Kamis, 21 Januari 2010

MEMILIH ALAS KAKI UNTUK BERPETUALANG

.

Kaki merupakan salah satu bagian penting bagi yang suka jalan-jalan atau berpetualang. Kaki yang sakit, baik itu diakibatkan karena luka luar, terkilir atau patah, dipastikan akan membuat tidak nyaman perjalanan atau petualangan kita.


Bila bagian tubuh yang lain sakit, sedangkan kaki masih sehat, kita masih bisa berjalan mencapai tujuan yang diinginkan. Namun bila badan sehat, tapi kaki patah, maka bisa membuyarkan semua rencana perjalanan dan akan merepotkan teman seiring, karena mereka harus menandu anda.
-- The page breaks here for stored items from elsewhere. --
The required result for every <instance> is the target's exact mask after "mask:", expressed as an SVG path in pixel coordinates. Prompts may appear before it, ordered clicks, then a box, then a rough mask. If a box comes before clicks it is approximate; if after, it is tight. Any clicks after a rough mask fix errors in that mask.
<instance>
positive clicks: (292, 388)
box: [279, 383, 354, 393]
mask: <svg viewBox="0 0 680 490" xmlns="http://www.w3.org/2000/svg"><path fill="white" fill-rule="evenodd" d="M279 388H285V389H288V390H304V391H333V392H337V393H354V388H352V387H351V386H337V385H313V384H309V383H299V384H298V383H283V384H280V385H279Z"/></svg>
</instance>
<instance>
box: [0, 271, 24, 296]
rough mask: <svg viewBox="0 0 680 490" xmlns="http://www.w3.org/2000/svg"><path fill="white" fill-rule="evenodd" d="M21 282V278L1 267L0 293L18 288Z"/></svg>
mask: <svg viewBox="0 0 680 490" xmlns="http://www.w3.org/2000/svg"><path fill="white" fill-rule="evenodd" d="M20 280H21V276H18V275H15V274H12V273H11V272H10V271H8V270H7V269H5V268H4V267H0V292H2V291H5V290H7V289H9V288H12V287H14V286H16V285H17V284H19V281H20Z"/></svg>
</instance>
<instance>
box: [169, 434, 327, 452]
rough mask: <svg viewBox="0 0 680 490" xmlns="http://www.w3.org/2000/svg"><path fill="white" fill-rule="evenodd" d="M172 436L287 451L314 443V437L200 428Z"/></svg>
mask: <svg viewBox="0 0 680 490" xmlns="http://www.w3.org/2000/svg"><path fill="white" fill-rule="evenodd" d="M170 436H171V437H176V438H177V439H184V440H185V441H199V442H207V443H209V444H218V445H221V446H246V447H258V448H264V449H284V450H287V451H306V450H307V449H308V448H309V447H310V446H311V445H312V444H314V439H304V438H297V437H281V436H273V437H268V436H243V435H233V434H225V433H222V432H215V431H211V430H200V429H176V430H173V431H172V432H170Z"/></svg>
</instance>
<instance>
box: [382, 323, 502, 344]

Jadi kaki merupakan salah satu modal utama dan penting bagi yang suka jalan-jalan dan berpetualang di alam bebas.


Membuat kaki sehat dan kuat tentunya dengan membiasakan kaki tersebut bekerja keras, sering digunakan jalan ketimbang duduk atau tidur. Kalau tidak sempat berolahraga, lakukan saja yang bisa kita lakukan di keseharian kita, dengan jalan kaki. Misalnya turun dari taksi atau angkot ke kantor atau rumah yang tidak terlalu jauh, jangan disambung dengan ojek atau bajaj atau becak, tapi dengan berjalan kaki. Bila kita ke pasar, toko atau warung makan yang tidak terlalu jauh, yang biasanya naik bajaj, angkot atau ojek, kali ini cobalah dengan berjalan kaki.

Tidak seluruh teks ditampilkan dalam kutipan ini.